The source added: “Ours is like a moving car we identify potholes as we approach them and dodge them appropriately. Our aim is to remain focused on the mission and objectives that everyone agrees to.”
The source added that they were in no way being dictated to by the Museveni-Akena alliance.
A political analyst observed: “I do not think there is a UPC-NRM alliance. What you have brings together the NRM and some influential people in UPC. How much of the party faithful are they taking with them?
“And we should not forget that Mbabazi has some UPC types too. I think what will push Besigye and Mbabazi together is their mutual determination, with or without UPC, to defeat Museveni.”
Although Dr Besigye and Mr Mbabazi are opposites of each other in the way they campaign — the former is a impassioned speaker while the latter is calmer and more guarded — both have pledged to do the same thing in the 30 rallies that they have so far held: To reintroduce a lean, effective and more responsive government.
Indeed, while campaigning in Mbabazi’s home district of Kanungu on November 12, Dr Besigye, who hails from the neighbouring Rukungiri district, told a radio audience that he was in agreement with the former secretary-general of NRM that Ugandans need to see the current administration out and to replace it with “a pro-people and efficient government.”
Dr Besigye’s revelation appeared to suggest a reduction in hostility that had built between the his camp and that of Mr Mbabazi during the negotiations for a joint candidature under TDA. This animosity was mostly expressed through exchanges on social media platforms. These too, appear to have cooled down — meaning an alliance would be more acceptable now than before.
The rationale for Dr Besigye and Mr Mbabazi to work together is to their unique strengths: The former is perceived as a genuine crowd puller who needs a master strategist, which the latter is thought to be, in order to retain and translate the crowds into actual votes.
“A kind of primaries is happening now, as you can see,” said Omar Kalinge-Nnyago, the chief aiser to the joint campaigns of Joseph Mabirizi and Maureen Kyalya, two of the five first-time contestants in the presidential race.
The former secretary-general of Jeema — one of the political parties allied to Mr Mbabazi, added: “Negotiations are going on at the highest level.
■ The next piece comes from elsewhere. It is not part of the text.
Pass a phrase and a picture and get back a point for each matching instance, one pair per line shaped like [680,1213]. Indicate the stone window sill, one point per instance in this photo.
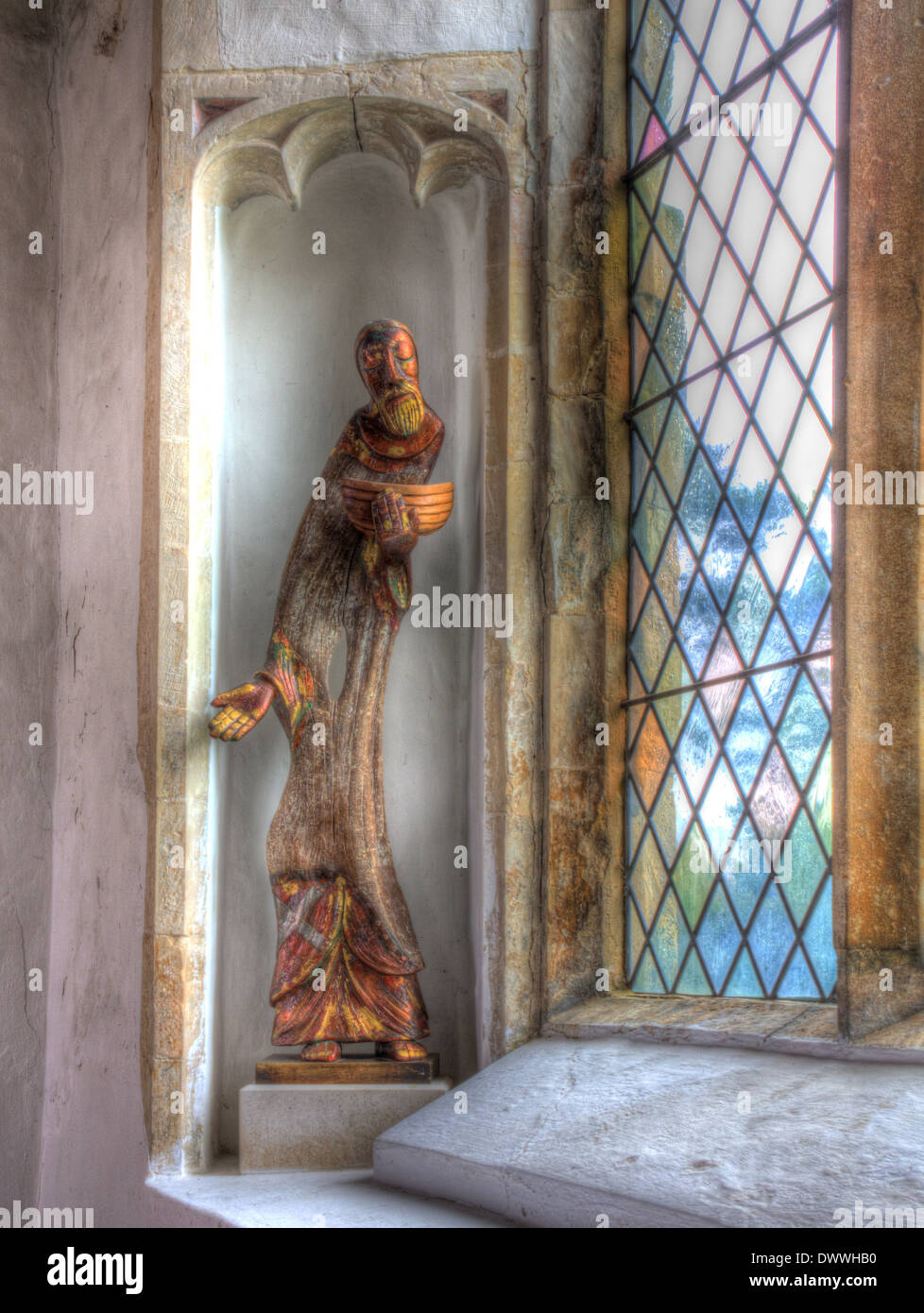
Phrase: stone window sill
[775,1026]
“It’s all within the plan to let people run their show as they know how best to, and to let each organise their support well enough before something can form.
“I suspect that after a month dramatic alliances will start being announced, and not only within opposition formations but also NRM, which is hunting for big fish in the opposition.”
Addressing a press conference at Baralegi State Lodge in Otuke district on November 14, President Museveni said he was having fruitful discussions with the UPC group led by Mr Akena.
“It is true that UPC, led by Jimmy Akena, who is the official president of the party, is talking with us in a responsible way,” the head of state said. “I appreciate the UPC’s stand they are running as UPC candidates but they have also said they will support my candidature.”
Mr Akena, the contested leader of UPC, has confirmed that the two were in talks over key issues such as health, education and agriculture. But, according to NRM spokesperson Mary Karooro Okurut, the Akena faction is expected to ease access and enhance the ruling party’s penetration into Lango in particular and northern Uganda generally.
Although President Museveni triumphed in much of the north in the 2011 elections, there is no guarantee that he will again carry region that suffered two decades of insurgency from 1986 to 2006.
Some pollsters suggest that the region is back in play because of a unifying opposition and a resurging FDC in particular. Former presidential candidates Nobert Mao and Mr Otunnu — both of whom hail from the north — are backing Mr Mbabazi’s candidature.
Mr Mao heads the Democratic Party, Uganda’s oldest party, which has so far done impressive mobilisation work for the former premier, while Mr Otunnu is the UPC leader that Mr Akena attempted to oust.